6. **The coach debriefs.** MiniCPM5 updates your learner profile and swaps
the sticky notes for three follow-up questions tailored to what you just
learned.
## The smart context system
- **Learner profile** — Tutori keeps gentle notes (level, goals, what clicked,
what confused you) that it updates every turn and folds into the next
lesson. Stored **only in your browser** (`BrowserState`), fully inspectable
and erasable in the UI.
- **Pace dial** — 1 (total beginner, tiny steps, analogies) → 5 (expert,
dense). Injected straight into the teaching prompt.
- **It can see your drawings** — sketch on the board with the pen tools and
hit “🖐 Ask Tutori about the board”: Gemma 4’s vision reads your strokes.
## Running it
- **On Spaces (the real thing):** select **ZeroGPU** hardware. All four
models load at startup and get packed by ZeroGPU; each turn runs in a
single `@spaces.GPU(duration=59)` generator call, sized so even
**logged-out visitors** (120s/day ZeroGPU quota) get a full lesson. Sign in
to Hugging Face for much more daily GPU time.

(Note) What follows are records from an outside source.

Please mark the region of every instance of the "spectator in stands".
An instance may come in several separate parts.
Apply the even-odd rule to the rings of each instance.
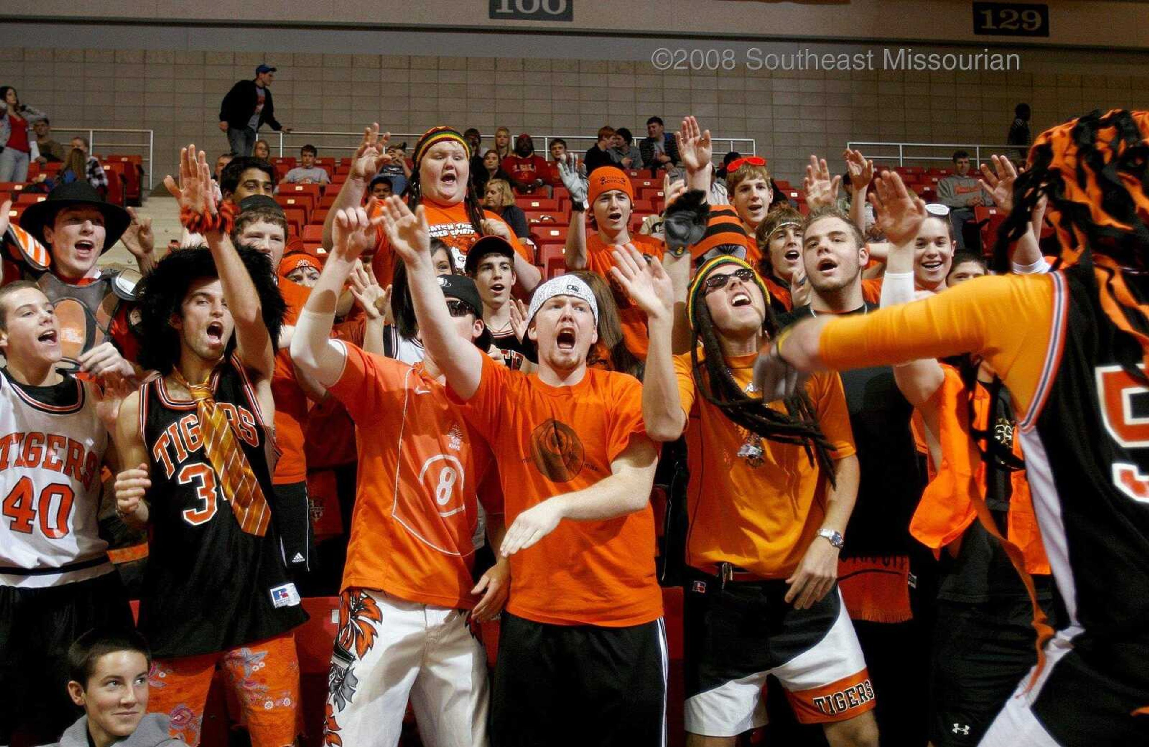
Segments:
[[[391,156],[391,161],[383,164],[379,169],[377,177],[387,177],[391,179],[391,192],[402,196],[407,192],[407,185],[411,179],[411,166],[407,162],[407,143],[401,142],[398,146],[388,146],[387,155]]]
[[[963,235],[966,224],[973,223],[973,209],[994,204],[981,179],[970,176],[970,154],[954,151],[954,173],[938,182],[938,201],[950,209],[949,223],[954,229],[957,248],[965,249]],[[981,240],[977,240],[978,246]]]
[[[84,715],[45,747],[186,747],[168,736],[167,716],[147,713],[152,652],[136,630],[88,630],[68,648],[68,695]]]
[[[593,146],[587,148],[586,157],[583,159],[586,164],[586,174],[588,177],[595,169],[615,165],[615,159],[610,155],[610,141],[614,137],[614,127],[609,125],[599,127],[599,139],[595,140]]]
[[[639,143],[639,151],[643,165],[649,166],[651,171],[669,169],[679,163],[678,146],[673,135],[666,134],[662,117],[647,119],[647,137]]]
[[[515,195],[510,190],[510,182],[506,179],[487,181],[486,190],[483,193],[483,207],[506,220],[519,239],[531,238],[526,213],[515,204]]]
[[[1013,107],[1013,124],[1009,126],[1009,134],[1005,135],[1005,145],[1021,146],[1013,151],[1013,161],[1024,164],[1030,154],[1030,104],[1019,103]]]
[[[0,86],[3,115],[0,116],[0,181],[28,181],[28,166],[33,155],[34,138],[30,137],[32,122],[43,119],[44,112],[20,102],[16,90]]]
[[[510,130],[507,127],[499,127],[495,130],[495,153],[499,154],[499,161],[502,161],[511,154]]]
[[[316,165],[315,157],[319,155],[315,146],[307,145],[299,149],[299,165],[284,176],[287,184],[330,184],[331,176],[323,166]]]
[[[525,132],[515,139],[515,153],[503,158],[500,165],[520,195],[535,194],[550,182],[550,166],[534,153],[534,140]]]
[[[40,151],[37,161],[41,166],[46,163],[61,163],[68,157],[68,148],[52,139],[52,123],[47,117],[33,122],[32,131],[36,132],[36,147]]]
[[[634,135],[626,127],[615,130],[610,143],[610,155],[623,169],[642,168],[642,149],[634,145]]]
[[[254,80],[238,80],[219,104],[219,130],[228,134],[231,149],[241,156],[252,155],[256,133],[264,124],[275,131],[291,132],[276,119],[276,107],[271,100],[271,81],[276,69],[261,64],[255,69]]]
[[[369,197],[377,197],[379,200],[386,200],[391,195],[395,194],[395,188],[391,184],[391,177],[376,177],[368,185],[367,193]]]
[[[219,190],[237,205],[252,195],[270,197],[276,192],[276,168],[254,156],[232,158],[219,174]]]
[[[92,148],[92,143],[87,141],[87,138],[82,138],[76,135],[72,138],[71,146],[75,150],[79,150],[84,154],[85,162],[85,174],[87,176],[87,182],[97,188],[97,190],[103,195],[108,195],[108,174],[103,173],[103,166],[88,150]]]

- **Locally (no GPU needed):** `pip install gradio soundfile numpy && python app.py`
runs a mock engine so you can play with the whiteboard, voice flow, and UI.
Set `TUTORI_REAL=1` on a CUDA machine to use the real models.
## Submission
- **Space:** you're looking at it 🙂
- **Demo:** the video at the top of this card ([file](./tutori_demo.mp4))
- **Social Media Post:** https://x.com/SSHTheDev/status/2065159474671653005
## Merit badges claimed
- 🔌 **Off the Grid** — zero cloud model APIs; the only network egress is
optional keyless web search, and you can switch that off too.
- 🎨 **Off-Brand** — a full "teacher's studio" design system over Gradio:
chalkboard scene, hand-chalked header, paper cards with washi tape,
sticky-note suggestion chips, marker-cap toolbar, self-hosted fonts
(zero external requests) — plus the custom hand-drawn whiteboard renderer
(vanilla canvas, ~600 lines of sketchy-stroke drawing) and an
agent-controlled expanding board.
- 🤝 **Sharing is Caring** — verbatim agent traces from live sessions are
published in [`traces/`](./traces): the Nemotron planner's search queries,
every spoken sentence, and every whiteboard op with coordinates, timestamped.
- 📓 **Field Notes** — a full write-up of what we built and learned,
published on the hackathon org blog:
[Building Tutori, a Whiteboard Tutor That Draws While It Talks](https://huggingface.co/blog/build-small-hackathon/tutori)
(source: [docs/field-notes.md](./docs/field-notes.md)).
- 🎯 **Well-Tuned** — we LoRA-fine-tuned TWO whiteboard artists
([Nemotron 3 Nano 4B](https://huggingface.co/ProCreations/tutori-board-nemotron)
and [Gemma 4 12B](https://huggingface.co/ProCreations/tutori-board-gemma))
on a purpose-built, programmatically validated dataset
([tutori-whiteboard-lessons](https://huggingface.co/datasets/ProCreations/tutori-whiteboard-lessons))
and published all three. Both run flag-gated (`TUTORI_BOARD_MODEL=nemotron|gemma`);
the Gemma artist was A/B-tested live on this very Space and honestly
retired — full scorecard in the engineering notes above.